Here is a sampling of the issues we are thinking about as it relates to year-end tax planning:
Harvesting tax losses
Normally, it can make sense to realize capital losses in taxable accounts at the end of each year. These losses can be used to offset other gains that were taken earlier in the year, or in the absence of realized gains, can be used to offset ordinary income (up to $3,000 per year). Currently, it looks like a realized loss may be more valuable next year when marginal tax rates could be higher. In other words, accelerating gains in 2012 and delaying losses to 2013 may be the better strategy for some clients.
For clients whose modified adjusted gross income (MAGI) is expected to fall close to $250,000 in 2013, we are considering certain strategies to keep them below that key threshold. For example, allocating the maximum allowable contribution to a 401k or SEP IRA is a good way to reduce taxable income.
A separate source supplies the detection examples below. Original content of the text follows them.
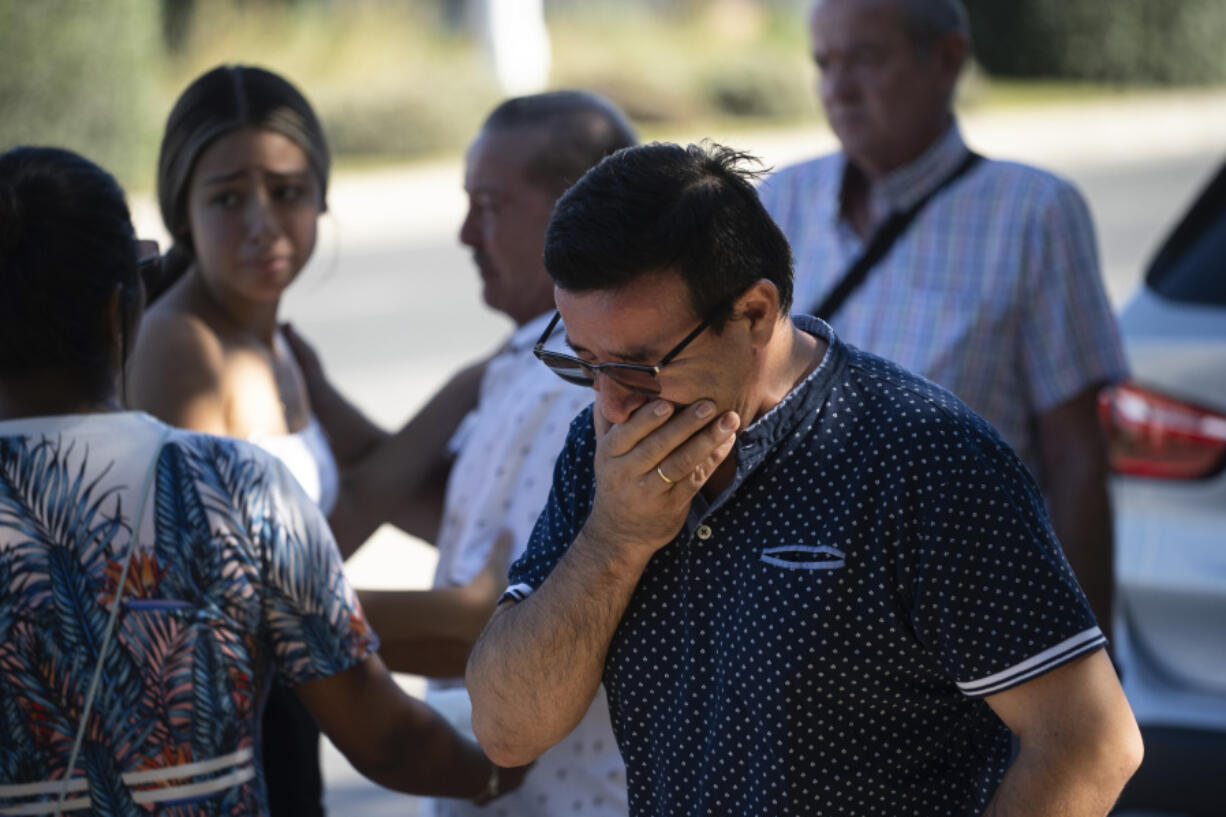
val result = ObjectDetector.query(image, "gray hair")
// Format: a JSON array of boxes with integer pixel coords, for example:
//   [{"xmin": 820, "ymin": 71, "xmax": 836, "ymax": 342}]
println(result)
[
  {"xmin": 482, "ymin": 91, "xmax": 639, "ymax": 195},
  {"xmin": 897, "ymin": 0, "xmax": 971, "ymax": 53},
  {"xmin": 810, "ymin": 0, "xmax": 971, "ymax": 54}
]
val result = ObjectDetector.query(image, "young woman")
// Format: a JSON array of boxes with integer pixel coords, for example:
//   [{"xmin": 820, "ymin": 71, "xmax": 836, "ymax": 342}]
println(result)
[
  {"xmin": 128, "ymin": 65, "xmax": 494, "ymax": 817},
  {"xmin": 0, "ymin": 148, "xmax": 522, "ymax": 817}
]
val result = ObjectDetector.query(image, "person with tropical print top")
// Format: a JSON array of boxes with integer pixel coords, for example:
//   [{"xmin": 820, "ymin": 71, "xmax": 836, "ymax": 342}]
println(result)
[{"xmin": 0, "ymin": 147, "xmax": 522, "ymax": 817}]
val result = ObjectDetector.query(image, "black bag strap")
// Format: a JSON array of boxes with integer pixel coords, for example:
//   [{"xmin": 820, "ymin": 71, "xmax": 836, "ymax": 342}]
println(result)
[{"xmin": 813, "ymin": 151, "xmax": 983, "ymax": 321}]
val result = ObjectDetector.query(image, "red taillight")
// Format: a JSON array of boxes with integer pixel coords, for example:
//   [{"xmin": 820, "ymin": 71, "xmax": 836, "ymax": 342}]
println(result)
[{"xmin": 1098, "ymin": 383, "xmax": 1226, "ymax": 480}]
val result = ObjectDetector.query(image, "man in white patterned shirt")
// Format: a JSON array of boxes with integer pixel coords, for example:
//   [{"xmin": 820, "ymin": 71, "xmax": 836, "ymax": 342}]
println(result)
[
  {"xmin": 760, "ymin": 0, "xmax": 1127, "ymax": 633},
  {"xmin": 416, "ymin": 91, "xmax": 636, "ymax": 817}
]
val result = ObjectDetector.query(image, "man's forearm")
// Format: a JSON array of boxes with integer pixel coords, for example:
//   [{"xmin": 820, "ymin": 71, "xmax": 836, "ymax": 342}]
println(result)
[
  {"xmin": 983, "ymin": 731, "xmax": 1139, "ymax": 817},
  {"xmin": 467, "ymin": 532, "xmax": 650, "ymax": 765}
]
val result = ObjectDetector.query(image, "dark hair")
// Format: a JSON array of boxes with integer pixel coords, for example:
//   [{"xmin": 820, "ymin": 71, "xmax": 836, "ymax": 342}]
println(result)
[
  {"xmin": 148, "ymin": 65, "xmax": 332, "ymax": 301},
  {"xmin": 544, "ymin": 142, "xmax": 792, "ymax": 331},
  {"xmin": 482, "ymin": 91, "xmax": 639, "ymax": 195},
  {"xmin": 0, "ymin": 147, "xmax": 140, "ymax": 397}
]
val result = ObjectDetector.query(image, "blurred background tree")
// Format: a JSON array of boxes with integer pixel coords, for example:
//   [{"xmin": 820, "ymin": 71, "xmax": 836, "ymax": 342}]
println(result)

Itemized deduction limitation
Beginning in 2013, itemized deductions may be phased out for high income taxpayers. Therefore, many deductions (including charitable deductions) may be more valuable in 2012 than in future years. This issue is further complicated by the fact that certain itemized deductions can trigger the alternative minimum tax (AMT), so please give us a call or consult your tax advisor before making taking any action.
Roth IRA conversion
Prior to the end of 2012, all taxpayers (regardless of income level) have the ability to convert some or all of their Traditional IRA to a Roth IRA. The two main benefits of the Roth are that distributions are tax-free and there are no required minimum distributions. When you convert to a Roth, the amount converted will be taxed as ordinary income in the year that you convert.
Non-qualified stock options
If you are in the highest marginal tax bracket and have vested NQSOs, it may be wise to exercise them prior to 2013 to avoid potentially higher income tax rates.
Concentrated stock positions
If you have been holding on to a large position in a single stock because you don’t want to realize the capital gain, now may be an excellent time to diversify at least a portion of that investment. No matter how solid your company seems to be today, a concentrated stock position always adds an additional level of risk to your future. Capital gains rates may never be this low again. Additionally, if you are dead-set against realizing gains, there are ways to diversify your risk without selling the asset outright.
Most tax experts do not believe that the estate tax threshold will fall back to $1,000,000, but for those with significant net worth (greater than $10M), there are some strategies that should be considered immediately in order to ensure that the appropriate structure is in place prior to year-end.